Em 1989, iniciou a carreira como gerente de Controle de Qualidade em uma grande empresa pesqueira em Macapá (AP), com 23 barcos camaroeiros e cerca de 400 colaboradores. Atuou por quase cinco anos na exportação de camarão-rosa para o Japão, um mercado bastante exigente. Também coordenou a elaboração do Manual de Controle de Qualidade, documento de uso interno da empresa, e participou de auditorias internacionais, quando teve seu primeiro contato com o sistema de Análise de Perigos e Pontos Críticos de Controle (APPCC).
De volta a Fortaleza, Eveline trabalhou em empresas locais com lagosta e peixes marinhos destinados à exportação para os Estados Unidos, especializando-se na elaboração e implantação de planos APPCC. Com a consolidação da carcinicultura do Penaeus vannamei no Ceará, atuou na exportação do produto para a Europa.
No início dos anos 2000, foi selecionada como supervisora de Garantia de Qualidade em uma multinacional, integrando o camarão ao portfólio de exportação da empresa para países como Holanda, Inglaterra, Espanha e França. Além disso, gerenciou empresas terceirizadas no Ceará e no Rio Grande do Norte, atuando em controle de qualidade, gerenciamento de despescas, frota de caminhões, estoque e exportação, sempre buscando manter elevados padrões e proteger a saúde do consumidor.

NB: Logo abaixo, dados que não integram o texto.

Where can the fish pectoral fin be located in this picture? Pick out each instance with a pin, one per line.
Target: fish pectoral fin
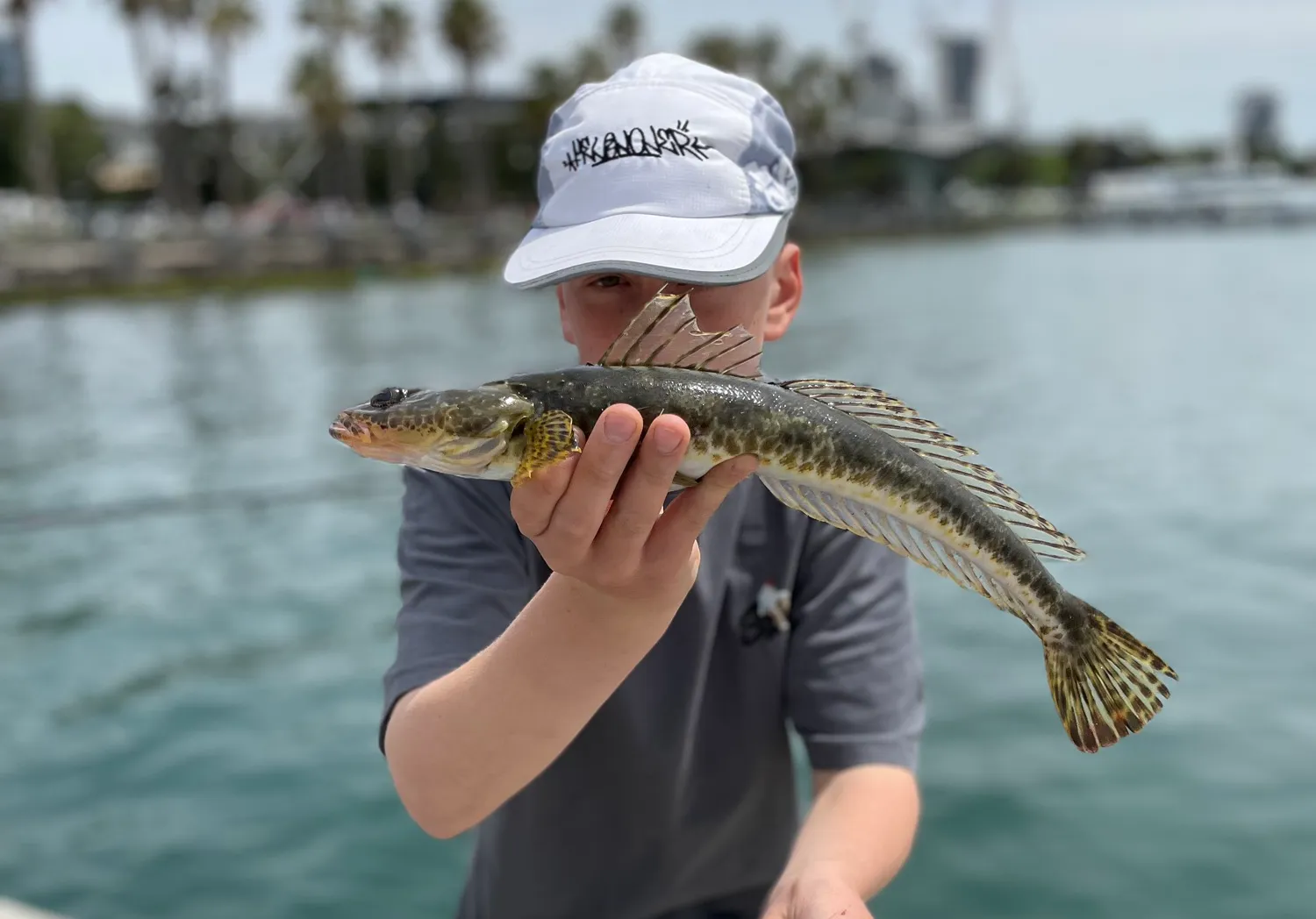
(549, 439)
(889, 415)
(666, 334)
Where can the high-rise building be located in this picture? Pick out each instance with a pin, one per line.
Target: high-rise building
(1257, 128)
(958, 68)
(11, 70)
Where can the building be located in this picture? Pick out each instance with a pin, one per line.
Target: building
(11, 70)
(1257, 129)
(960, 70)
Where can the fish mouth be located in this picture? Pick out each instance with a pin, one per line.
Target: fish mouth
(345, 428)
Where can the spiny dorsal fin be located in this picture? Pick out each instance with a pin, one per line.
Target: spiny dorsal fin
(665, 334)
(887, 413)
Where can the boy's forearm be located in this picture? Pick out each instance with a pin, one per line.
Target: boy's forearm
(860, 831)
(463, 744)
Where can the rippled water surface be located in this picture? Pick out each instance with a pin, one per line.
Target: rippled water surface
(190, 677)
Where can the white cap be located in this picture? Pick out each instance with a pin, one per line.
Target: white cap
(669, 168)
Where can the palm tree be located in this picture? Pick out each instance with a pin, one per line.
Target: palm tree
(318, 74)
(41, 171)
(318, 84)
(623, 28)
(468, 29)
(166, 94)
(175, 94)
(720, 50)
(226, 24)
(334, 21)
(391, 34)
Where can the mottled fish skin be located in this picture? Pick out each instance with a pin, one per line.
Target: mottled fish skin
(852, 457)
(797, 438)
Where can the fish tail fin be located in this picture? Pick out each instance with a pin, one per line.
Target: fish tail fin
(1105, 684)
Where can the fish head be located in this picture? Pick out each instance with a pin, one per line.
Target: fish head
(466, 433)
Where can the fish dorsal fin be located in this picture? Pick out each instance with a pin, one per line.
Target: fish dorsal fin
(889, 415)
(666, 334)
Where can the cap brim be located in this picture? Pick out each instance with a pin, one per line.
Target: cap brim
(691, 250)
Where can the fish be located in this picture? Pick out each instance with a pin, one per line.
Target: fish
(849, 455)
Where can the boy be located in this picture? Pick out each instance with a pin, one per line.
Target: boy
(603, 684)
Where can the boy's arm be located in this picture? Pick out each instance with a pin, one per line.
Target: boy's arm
(497, 692)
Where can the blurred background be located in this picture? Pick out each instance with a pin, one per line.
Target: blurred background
(1081, 236)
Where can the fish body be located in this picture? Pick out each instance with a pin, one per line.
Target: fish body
(852, 457)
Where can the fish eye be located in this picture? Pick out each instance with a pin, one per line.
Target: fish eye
(387, 397)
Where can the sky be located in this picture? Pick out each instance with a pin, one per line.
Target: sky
(1169, 68)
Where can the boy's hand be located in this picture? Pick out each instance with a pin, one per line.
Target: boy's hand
(608, 530)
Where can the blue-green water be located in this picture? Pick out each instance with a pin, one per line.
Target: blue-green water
(189, 700)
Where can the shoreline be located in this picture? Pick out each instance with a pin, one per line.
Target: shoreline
(342, 265)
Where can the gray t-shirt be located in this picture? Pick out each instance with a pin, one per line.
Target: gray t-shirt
(679, 790)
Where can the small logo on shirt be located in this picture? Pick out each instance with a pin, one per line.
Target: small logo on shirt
(770, 614)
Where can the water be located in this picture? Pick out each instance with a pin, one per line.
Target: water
(189, 700)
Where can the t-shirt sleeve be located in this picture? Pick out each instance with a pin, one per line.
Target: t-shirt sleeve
(463, 577)
(855, 673)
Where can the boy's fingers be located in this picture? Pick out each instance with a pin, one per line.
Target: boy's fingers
(690, 511)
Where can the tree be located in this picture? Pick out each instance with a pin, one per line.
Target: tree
(470, 32)
(720, 50)
(168, 94)
(37, 157)
(623, 29)
(318, 84)
(228, 23)
(318, 81)
(391, 37)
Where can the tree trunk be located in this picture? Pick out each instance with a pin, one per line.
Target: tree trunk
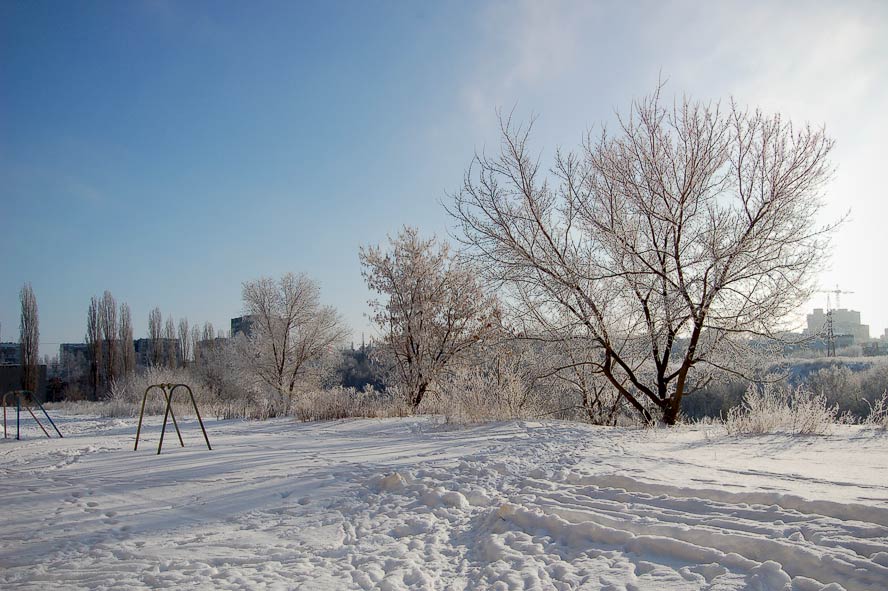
(416, 398)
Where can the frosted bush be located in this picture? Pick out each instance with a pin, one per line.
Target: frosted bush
(340, 403)
(878, 414)
(778, 408)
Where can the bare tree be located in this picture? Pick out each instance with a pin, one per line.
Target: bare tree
(208, 333)
(108, 329)
(433, 308)
(155, 329)
(195, 343)
(127, 350)
(293, 332)
(184, 340)
(169, 343)
(29, 338)
(94, 344)
(665, 246)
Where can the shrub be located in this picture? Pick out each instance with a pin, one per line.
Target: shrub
(778, 408)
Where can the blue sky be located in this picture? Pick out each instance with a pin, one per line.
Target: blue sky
(169, 151)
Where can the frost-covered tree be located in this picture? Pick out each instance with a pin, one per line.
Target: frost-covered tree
(184, 340)
(292, 330)
(155, 330)
(432, 308)
(109, 329)
(663, 245)
(94, 344)
(127, 352)
(169, 343)
(29, 338)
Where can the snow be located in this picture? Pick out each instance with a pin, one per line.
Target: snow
(416, 504)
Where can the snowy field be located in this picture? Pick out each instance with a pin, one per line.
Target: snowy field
(414, 504)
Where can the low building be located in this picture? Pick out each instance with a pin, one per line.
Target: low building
(10, 354)
(242, 325)
(73, 359)
(145, 352)
(845, 323)
(11, 380)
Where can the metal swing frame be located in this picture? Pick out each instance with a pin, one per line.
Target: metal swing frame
(21, 399)
(168, 390)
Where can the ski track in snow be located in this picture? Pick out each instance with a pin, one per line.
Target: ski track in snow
(412, 504)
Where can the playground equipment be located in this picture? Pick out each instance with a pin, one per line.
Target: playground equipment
(22, 397)
(168, 390)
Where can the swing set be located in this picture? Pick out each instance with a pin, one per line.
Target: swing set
(168, 390)
(22, 398)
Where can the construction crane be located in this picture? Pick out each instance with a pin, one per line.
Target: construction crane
(837, 292)
(830, 330)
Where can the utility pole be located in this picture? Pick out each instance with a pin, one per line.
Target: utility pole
(830, 327)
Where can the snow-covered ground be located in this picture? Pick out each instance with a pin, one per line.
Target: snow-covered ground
(413, 504)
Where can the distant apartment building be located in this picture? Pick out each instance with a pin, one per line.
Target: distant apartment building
(846, 323)
(242, 325)
(10, 354)
(11, 380)
(146, 355)
(207, 346)
(73, 359)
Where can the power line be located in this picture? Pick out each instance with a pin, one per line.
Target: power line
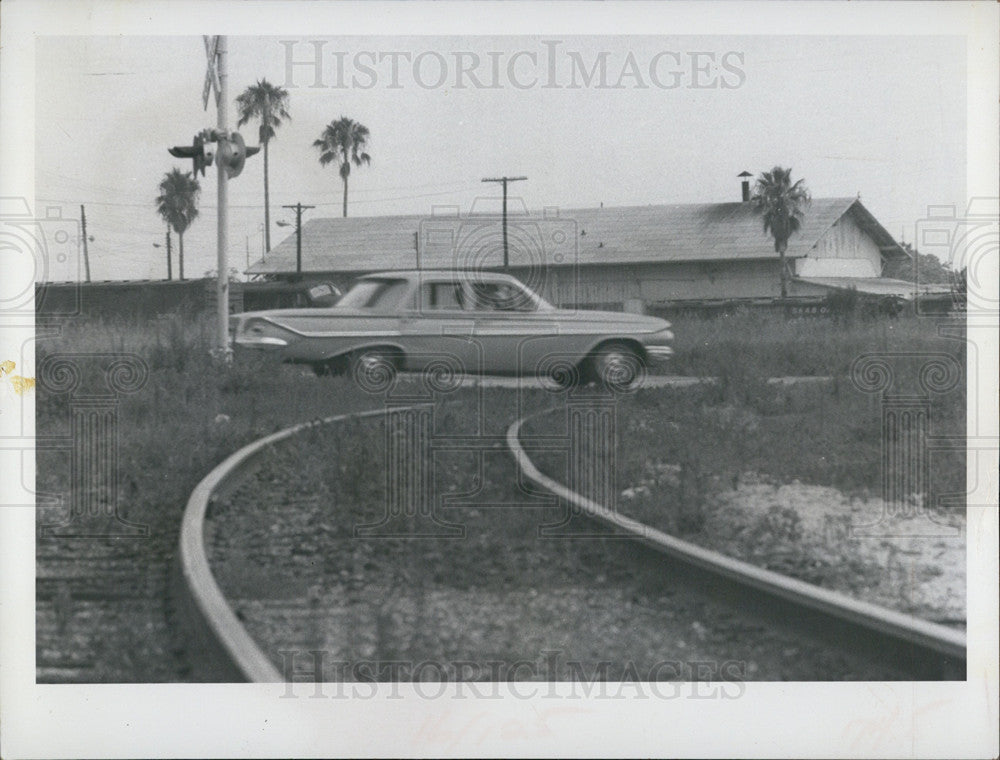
(504, 181)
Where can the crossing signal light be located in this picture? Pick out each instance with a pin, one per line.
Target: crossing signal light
(233, 154)
(201, 151)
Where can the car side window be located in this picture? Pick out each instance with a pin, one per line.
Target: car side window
(435, 296)
(500, 296)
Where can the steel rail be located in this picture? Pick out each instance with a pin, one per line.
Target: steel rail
(227, 650)
(931, 640)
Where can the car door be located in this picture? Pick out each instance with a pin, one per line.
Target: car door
(513, 334)
(440, 328)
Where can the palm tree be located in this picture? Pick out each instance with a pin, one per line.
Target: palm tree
(177, 203)
(269, 104)
(344, 141)
(782, 205)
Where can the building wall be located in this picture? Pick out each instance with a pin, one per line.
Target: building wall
(843, 250)
(615, 286)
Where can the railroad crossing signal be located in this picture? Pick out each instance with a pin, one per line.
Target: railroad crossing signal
(211, 74)
(233, 154)
(232, 151)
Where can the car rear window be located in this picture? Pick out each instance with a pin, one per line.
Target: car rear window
(375, 294)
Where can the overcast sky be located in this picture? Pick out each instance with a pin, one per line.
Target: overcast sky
(670, 120)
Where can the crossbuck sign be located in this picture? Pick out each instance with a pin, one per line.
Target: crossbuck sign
(211, 74)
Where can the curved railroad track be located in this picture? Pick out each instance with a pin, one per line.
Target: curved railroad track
(220, 645)
(927, 649)
(228, 652)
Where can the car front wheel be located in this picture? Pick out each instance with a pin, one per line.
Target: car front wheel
(616, 366)
(374, 370)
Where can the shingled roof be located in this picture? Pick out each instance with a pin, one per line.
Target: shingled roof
(632, 234)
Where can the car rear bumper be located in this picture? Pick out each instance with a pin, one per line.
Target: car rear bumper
(658, 354)
(263, 342)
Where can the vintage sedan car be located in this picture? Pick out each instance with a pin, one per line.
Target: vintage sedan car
(457, 323)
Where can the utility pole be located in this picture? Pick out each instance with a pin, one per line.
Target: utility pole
(86, 256)
(298, 208)
(504, 181)
(222, 287)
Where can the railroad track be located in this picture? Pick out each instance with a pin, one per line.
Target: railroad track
(927, 649)
(228, 652)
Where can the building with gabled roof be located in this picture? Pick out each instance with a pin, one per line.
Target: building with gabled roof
(633, 258)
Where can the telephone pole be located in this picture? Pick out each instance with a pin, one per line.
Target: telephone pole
(222, 287)
(299, 208)
(504, 181)
(86, 256)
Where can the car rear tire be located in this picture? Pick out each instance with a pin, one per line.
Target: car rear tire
(616, 366)
(374, 369)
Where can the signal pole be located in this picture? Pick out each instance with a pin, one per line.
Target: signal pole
(222, 287)
(298, 208)
(504, 181)
(86, 256)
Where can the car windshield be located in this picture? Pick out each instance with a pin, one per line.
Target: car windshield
(504, 296)
(374, 294)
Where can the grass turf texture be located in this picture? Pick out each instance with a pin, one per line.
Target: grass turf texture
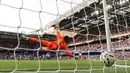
(83, 66)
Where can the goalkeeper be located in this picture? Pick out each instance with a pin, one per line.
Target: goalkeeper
(60, 43)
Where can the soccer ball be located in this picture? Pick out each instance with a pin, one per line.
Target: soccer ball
(107, 58)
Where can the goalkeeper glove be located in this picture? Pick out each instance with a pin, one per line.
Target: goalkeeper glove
(56, 25)
(25, 37)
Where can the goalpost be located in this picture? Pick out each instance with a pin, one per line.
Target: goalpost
(93, 25)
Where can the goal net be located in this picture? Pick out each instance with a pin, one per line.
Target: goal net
(92, 26)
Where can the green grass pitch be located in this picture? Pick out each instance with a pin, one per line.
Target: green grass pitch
(66, 66)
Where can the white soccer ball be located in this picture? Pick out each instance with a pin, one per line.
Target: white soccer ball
(107, 58)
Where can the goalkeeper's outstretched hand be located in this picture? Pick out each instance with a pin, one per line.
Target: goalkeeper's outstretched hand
(25, 37)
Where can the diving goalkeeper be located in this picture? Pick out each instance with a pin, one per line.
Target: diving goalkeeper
(60, 43)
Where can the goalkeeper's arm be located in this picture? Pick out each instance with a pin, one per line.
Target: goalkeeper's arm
(30, 38)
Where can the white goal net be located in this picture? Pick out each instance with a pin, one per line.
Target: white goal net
(92, 26)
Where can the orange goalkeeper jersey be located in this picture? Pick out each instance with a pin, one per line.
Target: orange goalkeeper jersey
(58, 44)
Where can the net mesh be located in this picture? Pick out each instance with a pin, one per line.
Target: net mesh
(84, 22)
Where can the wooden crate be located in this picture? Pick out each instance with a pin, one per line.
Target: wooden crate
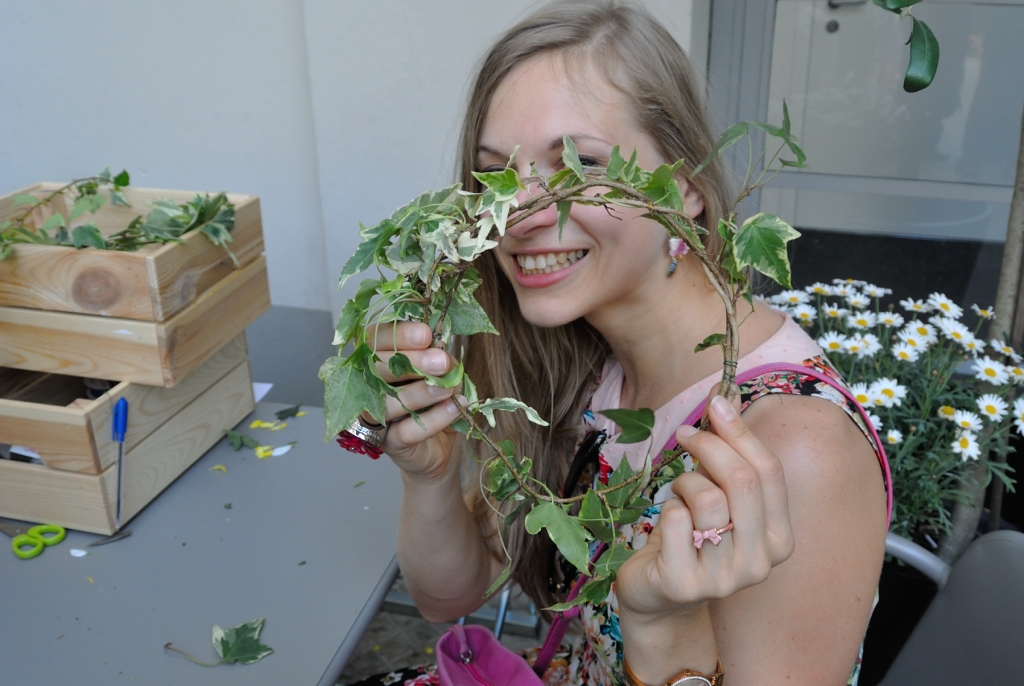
(87, 502)
(44, 411)
(151, 284)
(143, 352)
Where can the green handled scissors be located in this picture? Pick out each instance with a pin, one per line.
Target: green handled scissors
(29, 542)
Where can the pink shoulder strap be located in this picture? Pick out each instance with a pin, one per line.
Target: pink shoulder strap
(561, 623)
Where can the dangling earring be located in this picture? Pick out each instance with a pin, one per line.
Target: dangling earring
(677, 248)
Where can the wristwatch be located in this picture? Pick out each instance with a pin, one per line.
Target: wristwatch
(684, 678)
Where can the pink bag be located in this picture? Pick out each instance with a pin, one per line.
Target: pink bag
(472, 656)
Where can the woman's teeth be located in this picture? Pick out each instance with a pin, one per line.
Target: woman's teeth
(545, 264)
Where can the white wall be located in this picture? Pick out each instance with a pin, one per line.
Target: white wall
(333, 112)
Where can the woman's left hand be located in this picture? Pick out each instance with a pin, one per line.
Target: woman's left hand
(739, 481)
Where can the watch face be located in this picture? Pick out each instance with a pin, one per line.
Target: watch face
(692, 680)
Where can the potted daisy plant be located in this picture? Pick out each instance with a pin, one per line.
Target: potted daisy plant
(939, 394)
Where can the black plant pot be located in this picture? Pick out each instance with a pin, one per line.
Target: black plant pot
(903, 596)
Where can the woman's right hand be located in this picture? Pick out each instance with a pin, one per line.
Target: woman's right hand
(419, 453)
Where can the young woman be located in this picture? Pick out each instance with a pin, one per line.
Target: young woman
(599, 324)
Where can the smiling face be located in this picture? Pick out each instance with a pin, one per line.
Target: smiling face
(605, 262)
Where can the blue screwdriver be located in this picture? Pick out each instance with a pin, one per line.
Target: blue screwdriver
(118, 428)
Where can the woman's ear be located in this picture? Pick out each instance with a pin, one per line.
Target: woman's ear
(692, 201)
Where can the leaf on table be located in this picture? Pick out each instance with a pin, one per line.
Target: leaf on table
(636, 424)
(238, 440)
(241, 644)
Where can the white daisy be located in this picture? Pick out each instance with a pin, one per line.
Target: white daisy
(952, 329)
(805, 314)
(888, 392)
(992, 406)
(991, 371)
(967, 446)
(943, 304)
(858, 300)
(1016, 375)
(834, 311)
(973, 345)
(833, 342)
(791, 298)
(1005, 349)
(891, 318)
(859, 392)
(861, 319)
(872, 291)
(912, 305)
(905, 352)
(871, 345)
(818, 289)
(924, 331)
(984, 312)
(1019, 415)
(967, 420)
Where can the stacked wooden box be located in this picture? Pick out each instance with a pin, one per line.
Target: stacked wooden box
(165, 325)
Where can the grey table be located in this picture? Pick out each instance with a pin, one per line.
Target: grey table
(192, 563)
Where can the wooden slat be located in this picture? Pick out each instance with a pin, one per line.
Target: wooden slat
(213, 319)
(143, 352)
(155, 463)
(34, 492)
(151, 284)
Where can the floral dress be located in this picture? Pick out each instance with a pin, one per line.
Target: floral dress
(596, 657)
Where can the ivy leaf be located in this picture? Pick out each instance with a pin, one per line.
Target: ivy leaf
(636, 424)
(241, 644)
(488, 406)
(52, 222)
(714, 339)
(87, 236)
(728, 137)
(571, 158)
(567, 533)
(288, 413)
(238, 440)
(468, 317)
(760, 243)
(924, 57)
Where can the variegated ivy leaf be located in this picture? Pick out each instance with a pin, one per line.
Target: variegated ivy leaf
(760, 243)
(488, 406)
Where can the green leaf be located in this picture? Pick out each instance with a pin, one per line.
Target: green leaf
(714, 339)
(728, 137)
(52, 222)
(24, 199)
(615, 164)
(567, 533)
(505, 184)
(760, 243)
(87, 236)
(636, 425)
(288, 413)
(238, 440)
(488, 406)
(924, 57)
(468, 318)
(571, 158)
(241, 644)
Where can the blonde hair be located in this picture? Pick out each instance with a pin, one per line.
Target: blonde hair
(553, 370)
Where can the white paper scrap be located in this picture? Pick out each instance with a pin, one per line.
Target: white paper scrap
(260, 389)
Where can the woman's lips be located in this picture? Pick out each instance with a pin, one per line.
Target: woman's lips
(547, 268)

Desde 2010, é professora do Instituto Federal do Ceará (IFCE – Campus Acaraú), lecionando disciplinas como Beneficiamento e Controle de Qualidade do Pescado, Oceanografia, Introdução à Pesca, Legislação Marítima e Ambiental e Administração de Recursos Pesqueiros, nos cursos técnicos de Pesca, Aquicultura e Engenharia de Pesca.
Por tantos anos dedicados à pesca, Eveline acredita que, mais do que engenheira, tornou-se um exemplo e um incentivo para que mais mulheres façam parte da área. “Minha trajetória na indústria pesqueira começou há mais de 30 anos, não apenas como uma carreira, mas como uma missão. Entendi, desde o início, que a sustentabilidade dos nossos recursos pesqueiros não dependia apenas de técnicas e processos, mas também de quem executava. Assim, percebi que as pessoas mais indicadas para essa tarefa eram, em sua maioria, mulheres”, ressaltou.
Inspiração para as mulheres na pesca
O Prêmio Mulheres das Águas não é a primeira homenagem recebida por Eveline. Em 2018, foi reconhecida pela Assembleia Legislativa do Estado do Ceará com uma comenda como Engenheira de Pesca do Ano. Para ela, “esse reconhecimento validou não apenas minha contribuição técnica, mas, principalmente, meu compromisso com a transformação social por meio da inclusão feminina na indústria do pescado”.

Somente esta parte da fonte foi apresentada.